The “Oasis des Babayagas de Saint-Priest” organization was founded as an extension of the Montreuil Maison des Babayagas, a kind of “anti-retirement home”. The organization was founded back in 2009, and is run by a team of about 20 people who are constantly working to create an environment where people can live out their old age in a friendly atmosphere with a sense of community and solidarity, even if their budget is limited. The 20 social housing units will be located in the heart of Saint-Priest and will include a 100 m2 common room, a garden, a shared deck and walkways, all of which will be designed to provide a friendly living environment.
The project has been funded and designed in partnership with several public services and authorities (Est Métropole Habitat [OPH], Saint-Priest City Hall, Lyon Métropole Habitat, etc.), and is still a work in progress. The organization has asked the Science Shop to help it summarize its journey so far, using both verbal accounts from the Babayagas residents, as well as documents provided by the different partners involved in the project. Since the beginning of this project, a number of points have been clarified (such as its status, meaning and values), a project timeline has been established, and an organization chart has been drawn up. This work will be summarized and presented in an exhibition that I helped put together with the Babayagas organization, which will provide an opportunity to share ideas, discuss and meet with others.
Finally, this study has also given me material for my philosophy dissertation, with stories about independent living and accounts from retirees and aging people.

How did you adapt your project in light of the epidemic in the spring?

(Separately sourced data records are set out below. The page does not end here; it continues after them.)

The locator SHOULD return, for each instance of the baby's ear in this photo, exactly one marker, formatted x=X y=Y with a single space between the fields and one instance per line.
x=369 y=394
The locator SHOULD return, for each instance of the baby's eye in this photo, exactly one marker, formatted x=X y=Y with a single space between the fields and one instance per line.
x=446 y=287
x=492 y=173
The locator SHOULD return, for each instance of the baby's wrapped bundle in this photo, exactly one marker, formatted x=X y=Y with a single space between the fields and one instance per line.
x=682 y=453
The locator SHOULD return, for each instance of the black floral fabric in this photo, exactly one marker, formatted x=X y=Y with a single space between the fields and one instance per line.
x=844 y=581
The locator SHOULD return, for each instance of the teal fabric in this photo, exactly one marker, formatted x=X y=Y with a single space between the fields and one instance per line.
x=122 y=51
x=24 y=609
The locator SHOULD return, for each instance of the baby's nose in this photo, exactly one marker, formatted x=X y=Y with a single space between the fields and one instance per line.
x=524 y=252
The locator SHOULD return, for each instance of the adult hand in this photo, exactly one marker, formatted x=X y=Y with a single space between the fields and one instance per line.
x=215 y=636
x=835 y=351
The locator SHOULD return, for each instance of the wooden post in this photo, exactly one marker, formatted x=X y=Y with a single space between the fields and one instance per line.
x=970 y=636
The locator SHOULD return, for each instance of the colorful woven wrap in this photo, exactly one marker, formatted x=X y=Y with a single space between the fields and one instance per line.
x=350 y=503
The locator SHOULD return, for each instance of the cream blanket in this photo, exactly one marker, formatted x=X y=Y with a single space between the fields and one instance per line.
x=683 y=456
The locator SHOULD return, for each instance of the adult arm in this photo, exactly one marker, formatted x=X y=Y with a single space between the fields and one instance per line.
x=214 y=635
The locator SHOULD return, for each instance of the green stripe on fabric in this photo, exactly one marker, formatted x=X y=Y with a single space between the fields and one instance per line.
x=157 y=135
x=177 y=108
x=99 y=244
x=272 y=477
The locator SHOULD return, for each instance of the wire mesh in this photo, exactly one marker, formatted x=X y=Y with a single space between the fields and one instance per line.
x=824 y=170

The Saint-Priest Babayagas organization mainly works with people who are not necessarily familiar with computers. So video meetings and e-mails simply aren’t an option for us. Our first idea was to ask the Babayagas residents to write letters. We assumed they would find it easier to express themselves in writing. But writing is not necessarily an easy task for our residents. The majority of the Babayagas retirees come from working-class backgrounds and some were born between the two world wars. As a result, most of them did not attend school regularly, and are now concerned about their spelling and writing skills... So I had to find a way to encourage verbal communication during the lockdown. In the end, we decided that the telephone was our best option. We were pleasantly surprised at how easy it was to talk over the phone and with the content of the conversations. Each personal account was carefully transcribed at the end of each call. In this way, we gathered many different life stories. In the end, the telephone proved to be a great way to create a sense of trust. The Babayagas residents were very comfortable talking over the phone. Perhaps they felt more comfortable because they didn’t have someone looking at them when they spoke. We were able to establish a relationship based on the conversation itself and not on appearances. As a result, the age gap was no longer an issue. On the other hand, the health situation made it very difficult to understand the group dynamics of the organization, even though we were able to meet in small groups.

How can this study help to change the issue of housing for senior citizens?

We prefer to use the term “aging people” rather than “senior citizens”. We all age, every day of our lives. This name avoids categorizing people. I myself also like the term “retirees”, which indicates a legal status, while covering a wide range of individuals. After all, the issues surrounding the words we use to designate them are the same as those surrounding their living conditions: feeling trapped in a world full of perceptions that do not match how they feel (this is an especially common feeling for women). The Saint-Priest Babayagas insist that the project was founded in response to facilities for the elderly, which are said to treat residents like children, while also being too expensive. These people do not want to go there themselves, let alone have their loved ones pay for such a facility. Additionally, they often have a painful experience of having to support a parent or spouse while living in an institution. Thus, the members of the Babayagas Organization were able to express how they would or would not like to live out their retirement. The Babayagas retirees are changing the landscape of housing for aging people by highlighting the lack of control associated with caring for aging individuals and the desire to make retirement a part of our lives that we can choose rather than be subjected to. What’s more, the Babayagas organizations have translated their vision into a real-world model that can be duplicated, while at the same time remaining totally unique since each organization has its own charter. Most importantly, this place was co-designed by the members of the organization, Est Métropole Habitat and the architect. This meant that the people who would be living in the residence could be heard, and that they did not have to speak through specialist representatives: the use of an intermediate often causes misunderstandings of the true needs and rationalizations that lead to suffering.
My biggest takeaway from this internship is that we should work alongside the elderly to ensure that they live out their retirement with dignity, based on their own ideas and choices!